Ekran Görüntüsü 2025 05 22 104501

Takım Süper Lige çıkınca ‘eyvah’ dedim

“Altay Altınordu’yu yenip Süper Lig’e yükseldiğinde ‘eyvah borçlar büyüyecek’ dedim. Eğer statü olarak, imkanlar olarak üst ligde oynamakta zorlanacaksan o lig sana yarar değil zarar getirir. TFF 1 Lig’den Süper Lig’e çıkan her takıma tavsiyem şu; ‘mevcut kadronla oyna, gencine şans ver. Düşmekten sakin korkma, kesinlikle açılma ve mümkünse yılı artıda bitir.
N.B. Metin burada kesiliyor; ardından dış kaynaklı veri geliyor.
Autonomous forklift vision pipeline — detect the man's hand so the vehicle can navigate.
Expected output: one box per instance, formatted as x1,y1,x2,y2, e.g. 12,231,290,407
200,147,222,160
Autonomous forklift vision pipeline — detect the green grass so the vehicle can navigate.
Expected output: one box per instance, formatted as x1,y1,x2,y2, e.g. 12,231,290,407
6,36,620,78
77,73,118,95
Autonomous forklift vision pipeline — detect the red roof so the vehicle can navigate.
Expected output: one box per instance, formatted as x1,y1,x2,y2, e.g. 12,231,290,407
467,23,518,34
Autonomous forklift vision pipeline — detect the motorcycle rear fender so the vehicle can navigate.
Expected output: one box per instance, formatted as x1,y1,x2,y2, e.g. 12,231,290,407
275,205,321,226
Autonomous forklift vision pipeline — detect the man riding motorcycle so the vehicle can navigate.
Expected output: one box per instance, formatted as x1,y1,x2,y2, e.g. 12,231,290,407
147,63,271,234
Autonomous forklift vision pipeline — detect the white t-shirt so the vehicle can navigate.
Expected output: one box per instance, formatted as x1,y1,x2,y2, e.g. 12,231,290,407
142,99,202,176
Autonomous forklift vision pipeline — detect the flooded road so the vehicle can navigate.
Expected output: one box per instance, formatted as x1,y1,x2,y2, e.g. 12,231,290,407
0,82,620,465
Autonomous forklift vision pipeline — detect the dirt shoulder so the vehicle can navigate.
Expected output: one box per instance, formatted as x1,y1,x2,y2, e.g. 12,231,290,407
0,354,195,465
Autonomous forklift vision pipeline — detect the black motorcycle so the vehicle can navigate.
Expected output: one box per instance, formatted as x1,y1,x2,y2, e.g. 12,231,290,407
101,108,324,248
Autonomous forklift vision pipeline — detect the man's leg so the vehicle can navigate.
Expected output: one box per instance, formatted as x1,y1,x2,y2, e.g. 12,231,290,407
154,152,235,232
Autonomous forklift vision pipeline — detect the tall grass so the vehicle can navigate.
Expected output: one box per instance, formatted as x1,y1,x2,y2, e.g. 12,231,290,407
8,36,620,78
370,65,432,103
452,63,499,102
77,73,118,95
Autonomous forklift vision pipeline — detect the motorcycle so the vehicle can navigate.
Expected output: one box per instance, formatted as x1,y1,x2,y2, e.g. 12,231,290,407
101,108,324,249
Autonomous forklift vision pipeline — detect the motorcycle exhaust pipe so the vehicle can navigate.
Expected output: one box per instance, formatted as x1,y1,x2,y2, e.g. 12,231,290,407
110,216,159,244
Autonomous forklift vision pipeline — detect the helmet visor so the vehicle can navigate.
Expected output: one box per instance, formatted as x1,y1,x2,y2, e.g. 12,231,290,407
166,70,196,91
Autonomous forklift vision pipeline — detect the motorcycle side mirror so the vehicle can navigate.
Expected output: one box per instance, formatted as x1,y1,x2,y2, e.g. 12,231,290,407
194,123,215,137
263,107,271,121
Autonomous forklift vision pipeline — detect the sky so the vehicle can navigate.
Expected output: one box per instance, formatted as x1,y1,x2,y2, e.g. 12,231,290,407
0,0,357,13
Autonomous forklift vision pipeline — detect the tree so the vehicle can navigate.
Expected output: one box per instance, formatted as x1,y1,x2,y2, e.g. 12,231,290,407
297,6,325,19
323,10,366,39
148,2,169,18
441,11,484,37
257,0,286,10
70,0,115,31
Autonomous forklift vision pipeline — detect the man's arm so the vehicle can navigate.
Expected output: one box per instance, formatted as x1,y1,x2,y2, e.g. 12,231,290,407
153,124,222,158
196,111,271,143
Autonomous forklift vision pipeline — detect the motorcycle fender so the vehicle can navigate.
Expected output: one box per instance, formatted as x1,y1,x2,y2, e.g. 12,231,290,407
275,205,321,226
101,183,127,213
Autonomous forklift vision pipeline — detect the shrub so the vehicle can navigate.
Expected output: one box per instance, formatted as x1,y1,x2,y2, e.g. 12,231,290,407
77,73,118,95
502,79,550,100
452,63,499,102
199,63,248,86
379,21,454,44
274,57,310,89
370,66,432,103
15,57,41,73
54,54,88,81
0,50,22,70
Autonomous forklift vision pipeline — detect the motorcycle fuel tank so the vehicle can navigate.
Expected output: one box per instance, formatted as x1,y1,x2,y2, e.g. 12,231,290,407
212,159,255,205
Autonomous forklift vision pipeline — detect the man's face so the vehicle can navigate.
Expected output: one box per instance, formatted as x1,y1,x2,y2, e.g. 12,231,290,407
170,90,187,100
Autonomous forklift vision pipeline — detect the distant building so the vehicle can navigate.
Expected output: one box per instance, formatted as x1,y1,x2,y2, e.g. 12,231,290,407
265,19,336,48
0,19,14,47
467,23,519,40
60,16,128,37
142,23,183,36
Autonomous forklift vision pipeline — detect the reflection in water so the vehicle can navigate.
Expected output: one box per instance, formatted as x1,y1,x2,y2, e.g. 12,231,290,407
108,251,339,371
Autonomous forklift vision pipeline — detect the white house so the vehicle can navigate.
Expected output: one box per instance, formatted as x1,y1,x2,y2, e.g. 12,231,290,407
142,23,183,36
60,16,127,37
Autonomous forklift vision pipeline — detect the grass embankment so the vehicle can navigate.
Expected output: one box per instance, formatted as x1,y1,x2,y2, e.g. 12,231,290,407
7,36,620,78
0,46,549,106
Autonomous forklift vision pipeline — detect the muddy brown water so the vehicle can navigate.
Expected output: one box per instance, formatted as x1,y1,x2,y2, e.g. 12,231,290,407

Ama ne yapıyorlar, ‘3 puan alırsan televizyondan fazla para gelir’. Herkes mutluluk sarhoşu. Menacerler çevreni sarmış.’ Sen olmazsan başkanım kulüp kapanırdı’ gibi yıkama yağlamalarla seni kündeye getiriyorlar.”

Ekran Görüntüsü 2025 05 22 104740

Göztepe modelini uygun görüyorum

“Ben şahsen Göztepe modelini uygun görüyorum. Yöneten şirket ile ilgili şöyle böyle deniyor fakat neticede futboldan anlayan bir CEO’su var. Bir sermayesi var. Futbolcu yakalama sistemleri var. O araştırma sistemi içinde oyuncuyu yakalayıp yükseltip, ondan para kazanmayı hedefliyor. Bulunduğu ligde de makul bir hedefte oynamak istiyor. Harcadığı parayı da o ya da bu şekilde kazanmaya çalışıyor. Özünde çarkı döndürmeye çalışıyor, ortada da öyle büyük şeyler yok yani.”

Ekran Görüntüsü 2025 05 22 104039

Alt yapı kolay bir organizyon değil

“Alt yapıya 2 milyon lira yatırım yapalım, şu hocayı getirelim, Ajax modeline gidelim, alt yapı kurtuluşumuzdur gibi hamasi sözlerle bir yere varmanın imkanı yok. Bu tip konuşmaları yapan adamlara bakın, U13 takımının kazandığı maçlarla övünürler. Halbuki, alt yapı dediğiniz organizasyon, son derece ince detaylara sahip, çok hassas bir mekanizmadır. Burada Mehmet Özkan’ın zaman zaman çok eleştirilse de bir mantelitesi var. Bunu göz önünde tutmak lazım.”